You will certainly break out all those press interviews with Microsoft’s managers, all those news postings how they are ahead of the AI curve and use LLMs all the time for all of their code bases. And the incentive has been strong to exaggerate wildly, just to look future-proof. It doesn’t have to be Microsoft. Most even vaguely tech-related companies have probably made claims like these, if only in the local press. Microsoft will have to show that their app is even copyright protected.
And now what? Of course, just having some human-written code is enough for some protection. But how do they plan to do even that little bit?
Sure, if you did not switch off the “Co-Authored-By: Claude Code” line in commit messages, you have a way to at least find out which commits were AI generated. But OpenAI Codex does not mark its commits like that, and many developers simply use CoPilot in their IDE and commit under their own name.
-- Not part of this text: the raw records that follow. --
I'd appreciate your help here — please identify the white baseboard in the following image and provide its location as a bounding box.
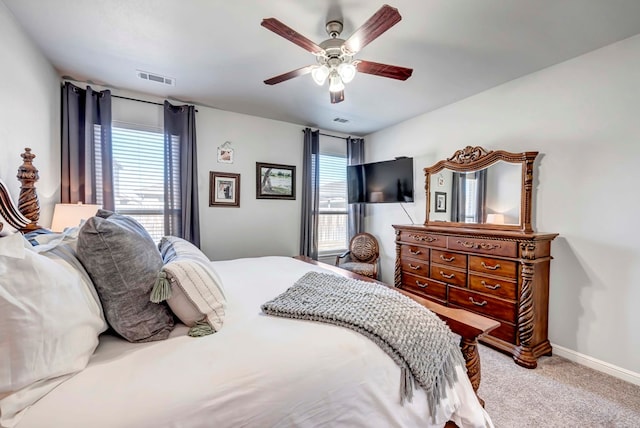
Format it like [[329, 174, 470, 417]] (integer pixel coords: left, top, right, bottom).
[[551, 344, 640, 386]]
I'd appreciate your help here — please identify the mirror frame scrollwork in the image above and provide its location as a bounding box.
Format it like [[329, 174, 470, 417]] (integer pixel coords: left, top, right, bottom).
[[424, 146, 538, 233]]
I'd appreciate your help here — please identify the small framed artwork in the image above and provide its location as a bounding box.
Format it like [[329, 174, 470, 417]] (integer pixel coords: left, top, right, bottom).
[[209, 171, 240, 207], [256, 162, 296, 199], [435, 192, 447, 213], [218, 142, 233, 163]]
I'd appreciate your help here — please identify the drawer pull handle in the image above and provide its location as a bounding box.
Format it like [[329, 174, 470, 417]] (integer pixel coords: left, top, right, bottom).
[[480, 262, 500, 270], [409, 235, 438, 242], [469, 297, 487, 306], [480, 281, 502, 290], [456, 241, 500, 250]]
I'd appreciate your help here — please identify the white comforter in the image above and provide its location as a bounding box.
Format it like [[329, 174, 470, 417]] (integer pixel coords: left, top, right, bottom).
[[18, 257, 492, 428]]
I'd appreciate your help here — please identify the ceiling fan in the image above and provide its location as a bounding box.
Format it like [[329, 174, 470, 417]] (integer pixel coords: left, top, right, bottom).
[[261, 4, 413, 104]]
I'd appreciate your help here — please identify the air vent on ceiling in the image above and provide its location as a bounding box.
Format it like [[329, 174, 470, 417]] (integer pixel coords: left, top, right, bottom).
[[136, 70, 176, 86]]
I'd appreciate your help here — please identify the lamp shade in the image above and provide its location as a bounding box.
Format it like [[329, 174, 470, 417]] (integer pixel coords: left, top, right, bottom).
[[51, 203, 101, 232], [487, 213, 504, 224], [329, 71, 344, 92]]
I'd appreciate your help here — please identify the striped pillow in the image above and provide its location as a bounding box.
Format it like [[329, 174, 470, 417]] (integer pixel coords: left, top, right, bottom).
[[151, 236, 226, 336]]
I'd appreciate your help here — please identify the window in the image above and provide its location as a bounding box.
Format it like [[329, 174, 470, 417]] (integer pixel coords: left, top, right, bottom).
[[318, 152, 348, 254], [463, 173, 478, 223], [106, 123, 164, 241]]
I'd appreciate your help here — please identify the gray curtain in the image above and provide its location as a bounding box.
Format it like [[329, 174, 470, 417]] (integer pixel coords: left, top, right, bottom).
[[475, 168, 487, 223], [300, 128, 320, 260], [347, 137, 366, 240], [60, 82, 115, 211], [164, 101, 200, 247], [450, 172, 467, 223], [451, 169, 487, 223]]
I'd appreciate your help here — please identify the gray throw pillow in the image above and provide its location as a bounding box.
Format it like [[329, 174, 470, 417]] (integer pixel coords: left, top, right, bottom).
[[77, 210, 174, 342]]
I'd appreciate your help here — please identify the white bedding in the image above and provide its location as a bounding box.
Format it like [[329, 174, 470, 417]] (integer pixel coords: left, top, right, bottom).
[[18, 257, 492, 428]]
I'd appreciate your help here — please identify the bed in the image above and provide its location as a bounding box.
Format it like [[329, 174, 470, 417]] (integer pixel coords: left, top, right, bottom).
[[0, 150, 496, 428]]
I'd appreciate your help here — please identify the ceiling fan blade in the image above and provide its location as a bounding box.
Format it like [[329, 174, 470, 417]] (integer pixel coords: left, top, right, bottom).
[[329, 89, 344, 104], [264, 65, 314, 85], [343, 4, 402, 55], [354, 60, 413, 80], [260, 18, 324, 55]]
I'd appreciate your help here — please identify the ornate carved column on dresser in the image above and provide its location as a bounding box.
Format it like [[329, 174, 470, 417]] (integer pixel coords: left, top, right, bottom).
[[393, 147, 557, 368]]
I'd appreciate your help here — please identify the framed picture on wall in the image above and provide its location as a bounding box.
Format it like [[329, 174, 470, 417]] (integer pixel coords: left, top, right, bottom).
[[256, 162, 296, 199], [209, 171, 240, 207], [435, 192, 447, 213]]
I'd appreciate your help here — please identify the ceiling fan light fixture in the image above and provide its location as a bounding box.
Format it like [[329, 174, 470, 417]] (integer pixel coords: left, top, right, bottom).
[[311, 65, 329, 86], [329, 71, 344, 92], [338, 62, 356, 83]]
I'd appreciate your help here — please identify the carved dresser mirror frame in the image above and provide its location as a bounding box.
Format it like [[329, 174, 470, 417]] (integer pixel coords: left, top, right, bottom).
[[424, 146, 538, 233]]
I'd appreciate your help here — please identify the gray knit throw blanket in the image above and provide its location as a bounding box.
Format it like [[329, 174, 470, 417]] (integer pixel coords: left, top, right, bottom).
[[262, 272, 464, 416]]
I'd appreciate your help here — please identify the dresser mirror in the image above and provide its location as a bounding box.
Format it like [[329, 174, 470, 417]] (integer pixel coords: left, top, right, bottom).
[[424, 146, 538, 232]]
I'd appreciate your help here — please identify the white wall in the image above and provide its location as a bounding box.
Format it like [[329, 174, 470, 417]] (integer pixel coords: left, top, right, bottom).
[[56, 82, 303, 260], [196, 107, 303, 260], [366, 36, 640, 374], [0, 1, 60, 224]]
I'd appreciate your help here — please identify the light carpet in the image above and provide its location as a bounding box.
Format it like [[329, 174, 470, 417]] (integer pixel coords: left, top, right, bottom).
[[478, 345, 640, 428]]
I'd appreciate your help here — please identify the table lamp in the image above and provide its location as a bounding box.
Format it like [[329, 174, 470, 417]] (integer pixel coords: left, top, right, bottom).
[[51, 202, 101, 232]]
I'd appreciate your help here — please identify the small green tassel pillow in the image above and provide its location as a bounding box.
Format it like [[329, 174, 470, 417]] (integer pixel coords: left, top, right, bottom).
[[150, 237, 226, 337]]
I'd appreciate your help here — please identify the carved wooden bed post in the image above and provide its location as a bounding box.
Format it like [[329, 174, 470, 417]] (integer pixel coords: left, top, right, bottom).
[[17, 147, 40, 232]]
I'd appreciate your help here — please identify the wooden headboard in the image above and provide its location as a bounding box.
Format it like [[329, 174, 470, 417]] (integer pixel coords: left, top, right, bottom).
[[0, 147, 41, 233]]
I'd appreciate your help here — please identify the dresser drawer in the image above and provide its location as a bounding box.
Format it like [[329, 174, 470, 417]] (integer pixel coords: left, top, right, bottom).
[[431, 250, 467, 269], [469, 273, 516, 300], [400, 245, 429, 262], [429, 264, 467, 287], [400, 230, 447, 248], [448, 236, 518, 257], [449, 287, 516, 323], [401, 259, 429, 277], [402, 272, 447, 301], [469, 256, 518, 279]]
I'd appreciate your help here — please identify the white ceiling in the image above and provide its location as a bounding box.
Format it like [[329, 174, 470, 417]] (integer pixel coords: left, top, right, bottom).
[[0, 0, 640, 135]]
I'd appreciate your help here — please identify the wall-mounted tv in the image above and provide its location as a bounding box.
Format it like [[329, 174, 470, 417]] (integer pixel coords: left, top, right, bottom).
[[347, 157, 413, 204]]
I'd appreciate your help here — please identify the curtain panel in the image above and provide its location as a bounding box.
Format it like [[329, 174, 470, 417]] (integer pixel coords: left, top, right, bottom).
[[347, 137, 366, 241], [300, 128, 320, 260], [164, 101, 200, 247], [60, 82, 115, 211]]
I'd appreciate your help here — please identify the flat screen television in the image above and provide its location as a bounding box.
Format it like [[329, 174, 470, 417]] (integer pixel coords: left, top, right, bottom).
[[347, 157, 413, 204]]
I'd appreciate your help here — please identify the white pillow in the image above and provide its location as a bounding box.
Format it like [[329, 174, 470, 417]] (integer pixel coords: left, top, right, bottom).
[[152, 236, 226, 336], [0, 234, 107, 427]]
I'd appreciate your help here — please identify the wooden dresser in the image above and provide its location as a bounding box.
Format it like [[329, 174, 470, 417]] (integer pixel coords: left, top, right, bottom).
[[393, 225, 556, 368], [393, 146, 557, 368]]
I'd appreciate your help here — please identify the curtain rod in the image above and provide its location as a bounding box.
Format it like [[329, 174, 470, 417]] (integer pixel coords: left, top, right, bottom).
[[111, 94, 198, 113], [302, 129, 351, 140]]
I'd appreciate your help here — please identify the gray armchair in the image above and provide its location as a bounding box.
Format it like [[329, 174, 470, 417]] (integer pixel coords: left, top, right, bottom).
[[336, 232, 380, 279]]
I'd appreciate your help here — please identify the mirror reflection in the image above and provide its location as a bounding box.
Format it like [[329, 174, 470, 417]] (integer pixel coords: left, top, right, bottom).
[[429, 160, 522, 225]]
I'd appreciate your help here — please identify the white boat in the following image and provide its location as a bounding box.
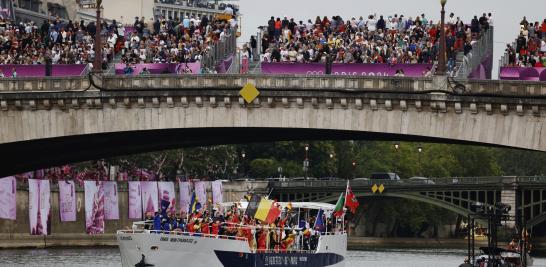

So having a human’s name as the commit’s author isn’t terribly conclusive, either. And if you intend to sue, you’ll have the burden of proof.
Marking LLM generated parts of the source code seems prudent. But current tooling does not do it by default. Anecdotally I’ve heard that a large German Company enforced such automatic “AI generated“ comments when introducing CoPilot, but they have since given up on that.
Is it simply of no concern to the big tech companies, because code is cheap now and all that matters is velocity? So that copying something wholesale isn’t even that big an advantage compared to generating new code that does something similar? Doesn’t seem satisfactory, though.